La vida, en su aparente cotidianidad, es un ciclo continuo entre dar y recibir. Lo que para algunos es una rutina —una estufa encendida, un hervidor a un clic, una ducha caliente, un techo sin goteras— para otros representa un privilegio aún inalcanzable. Esta brecha no es un concepto abstracto: sigue siendo parte del paisaje real de muchas comunas del país. Según el Catastro Nacional de Campamentos 2024‑2025 de TECHO‑Chile, existen 1.428 campamentos activos en Chile, con más de 120.000 familias viviendo sin acceso formal y regular a servicios básicos como agua potable o electricidad.
Frente a este escenario, el voluntariado se posiciona como una forma concreta de acción y solidaridad. En lugares donde el baño está fuera de la casa, donde se seca la ropa junto a una estufa de leña y se guarda en cajas de cartón, hay quienes llegan con herramientas, conocimientos técnicos, disposición y algo mucho más valioso: presencia. No se trata de un gesto caritativo ni de asistencialismo, sino de una ética activa que nace del compromiso con otros y de una comprensión profunda de lo colectivo.
Esta práctica, que recuerda a la antigua “vuelta e’ mano” del mundo rural chileno, sigue vigente de formas distintas. Aquella ayuda desinteresada entre vecinos para levantar una casa, reparar un techo o cosechar antes de la lluvia, hoy se manifiesta en operativos médicos organizados por estudiantes y docentes, en mejoras habitacionales impulsadas por comunidades educativas, en jornadas de acompañamiento a personas mayores o en intervenciones que refuerzan la dignidad donde más se necesita. La esencia es la misma: dar sin esperar nada a cambio, con la convicción de que el bienestar de uno no puede ni debe construirse sobre el olvido del otro.

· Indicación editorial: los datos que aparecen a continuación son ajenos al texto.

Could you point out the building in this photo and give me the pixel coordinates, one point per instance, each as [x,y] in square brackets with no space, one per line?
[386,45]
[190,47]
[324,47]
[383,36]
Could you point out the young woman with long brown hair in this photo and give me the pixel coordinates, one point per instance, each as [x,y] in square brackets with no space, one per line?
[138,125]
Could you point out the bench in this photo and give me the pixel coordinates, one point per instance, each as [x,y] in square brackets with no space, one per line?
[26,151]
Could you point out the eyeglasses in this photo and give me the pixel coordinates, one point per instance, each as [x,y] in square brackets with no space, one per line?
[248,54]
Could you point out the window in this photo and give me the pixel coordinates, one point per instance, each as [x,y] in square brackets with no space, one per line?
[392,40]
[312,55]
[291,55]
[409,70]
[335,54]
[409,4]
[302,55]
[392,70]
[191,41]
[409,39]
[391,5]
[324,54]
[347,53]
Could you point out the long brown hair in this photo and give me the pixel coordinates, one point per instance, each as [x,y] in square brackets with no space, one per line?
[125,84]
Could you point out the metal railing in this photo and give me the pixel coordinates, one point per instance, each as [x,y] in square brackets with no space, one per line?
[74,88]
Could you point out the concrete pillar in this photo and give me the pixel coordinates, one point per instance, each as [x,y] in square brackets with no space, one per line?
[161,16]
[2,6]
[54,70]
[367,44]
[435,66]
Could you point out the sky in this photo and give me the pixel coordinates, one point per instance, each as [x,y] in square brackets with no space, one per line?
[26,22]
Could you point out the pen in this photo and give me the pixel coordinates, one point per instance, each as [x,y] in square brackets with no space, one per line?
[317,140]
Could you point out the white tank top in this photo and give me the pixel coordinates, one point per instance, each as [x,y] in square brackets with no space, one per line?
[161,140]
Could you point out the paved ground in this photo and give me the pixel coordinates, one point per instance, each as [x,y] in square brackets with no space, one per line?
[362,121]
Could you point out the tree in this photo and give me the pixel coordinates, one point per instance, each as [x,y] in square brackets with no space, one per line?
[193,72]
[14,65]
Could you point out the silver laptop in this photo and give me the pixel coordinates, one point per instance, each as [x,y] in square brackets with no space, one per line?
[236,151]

Aunque el voluntariado no siempre aparece en las noticias ni llena titulares, su impacto es real y profundo. En cada acción, por pequeña que parezca, se teje comunidad. El voluntario sabe que el resultado no se mide solo en metros cuadrados reparados, sino también en vínculos restaurados, en confianza recuperada, en dignidad devuelta. A veces, basta una conversación, una tarde de trabajo compartido, para que una familia pueda volver a dormir por algunas horas más tranquila.

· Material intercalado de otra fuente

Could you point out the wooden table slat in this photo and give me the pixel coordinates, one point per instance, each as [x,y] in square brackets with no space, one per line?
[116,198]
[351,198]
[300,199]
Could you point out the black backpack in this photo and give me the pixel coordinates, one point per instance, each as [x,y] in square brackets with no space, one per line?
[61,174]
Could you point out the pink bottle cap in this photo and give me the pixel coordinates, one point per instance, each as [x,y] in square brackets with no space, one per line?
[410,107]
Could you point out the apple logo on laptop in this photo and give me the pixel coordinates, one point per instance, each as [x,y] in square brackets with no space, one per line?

Ser voluntario en estos tiempos no es una moda. Es un compromiso ético, una declaración sobre la sociedad que queremos. Quien da, sin esperar, recibe algo que no se cuantifica en dinero: la conciencia tranquila de haber hecho lo correcto y la certeza de que, en algún rincón del país, un niño o una abuela duerme mejor gracias a una acción solidaria. Eso, sin duda, si no transforma el mundo, alimenta la vida.